Las conversaciones entre ambos, magníficamente interpretados por Benicio del Toro y Mathieu Amalric en dos registros muy diferentes, pero complementarios, constituyen la columna vertebral sobre la cual se articulan los flashbacks que explican el pasado de James Piccard y el origen de sus traumas. Una elegante puesta en escena y un montaje preciso contribuyen a lograr la fluidez narrativa necesaria y que la película no caiga en lo episódico.

Y los abucheos más sonoros y los aplausos más entusiastas como respuesta han correspondido a ‘Shield of Straw’ de Takeshi Miike, un film policiaco sobre la peligrosa misión que debe cumplir un grupo de policías que debe custodiar al presunto asesino de una niña cuyo abuelo ofrece mil millones de yenes a quien lo mate.

Takeshi Miike, abucheado y aplaudido en Cannes. (C) FDC

Apunta temas tan socorridos, pero resultones como la necesidad de venganza, el ‘todos tenemos un precio’ o dónde está el límite de lo que se debe hacer para salvar una vida. Pero Miike lleva su película a terrenos más cercanos al género de acción hollywoodense más convencional (no podía quitarme de la cabeza las películas de Steven Seagal, mientras veía ‘Shield of Straw’) con algunas secuencias de acción espectaculares, pero lastrada por un estilo excesivamente obvio, unos personajes que son puro estereotipo, unos diálogos demasiado explicativos y una duración excesiva.

Grandes documentales en otras secciones

Pero no sólo de la sección oficial a competición vive el Festival de Cannes. Y ayer tuvimos oportunidad de ver dos grandes documentales.

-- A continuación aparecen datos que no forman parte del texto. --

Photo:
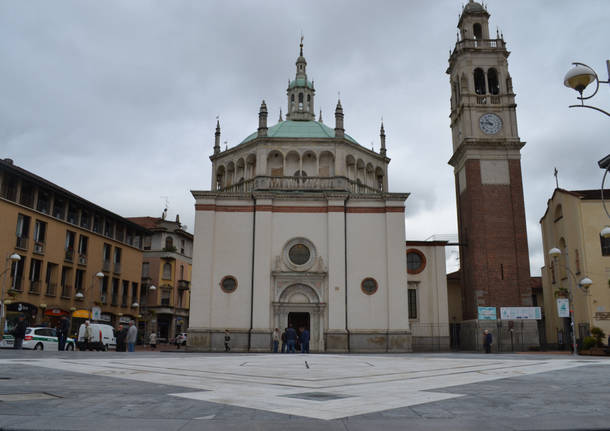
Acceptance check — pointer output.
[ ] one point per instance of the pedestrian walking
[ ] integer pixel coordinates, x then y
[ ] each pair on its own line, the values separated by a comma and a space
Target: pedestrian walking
63, 329
88, 335
284, 341
132, 336
227, 341
291, 339
19, 332
121, 337
276, 340
153, 341
487, 341
304, 341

Por un lado, ‘L’image Manquante’ del camboyano Rithy Panh que vuelve a contar como en ‘S-21, la machine de mort Khmère Rouge’ y ‘Duch, le maître del forges de l’enfer’, la represión a la que sometieron al pueblo camboyano Pol Pot y sus jemeres rojos. Rithy Panh complementa la voz en off del narrador y las imágenes de propaganda del régimen con el contraplano de la realidad de lo que él fue testigo reconstruido con pequeñas recreaciones estáticas con muñecos de madera como si de un belén navideño se tratara.

Aunque no suene atractivo, el resultado es absorbente y emocionante. La película participa en la sección Un Certain Regard y fue recibida con una larga ovación en la participaron hasta los miembros del jurado.

Claude Lanzmann, en la presentación de ‘Le dernier des injustes’. (C) FDC

Y por otro, el veterano Claude Lanzmann, el director de ‘Shoah’, presentó ‘Le dernier des injustes’, 3 horas y 40 minutos entorno a Benjamin Murmelstein, el último presidente del consejo judío de Theresienstadt, un supuesto gueto modelo ideado por los nazis, y única persona que ocupó ese puesto que no fue asesinado por los nazis. Partiendo de unas entrevistas que el propio Lanzmann realizó en 1975 a Murmelstein, vuelve a los lugares en los que ocurrieron los hechos y queda bien claro que traidor o no, Murmelstein era un hombre que vivió unos hechos extraordinarios que era necesario sacar a la luz.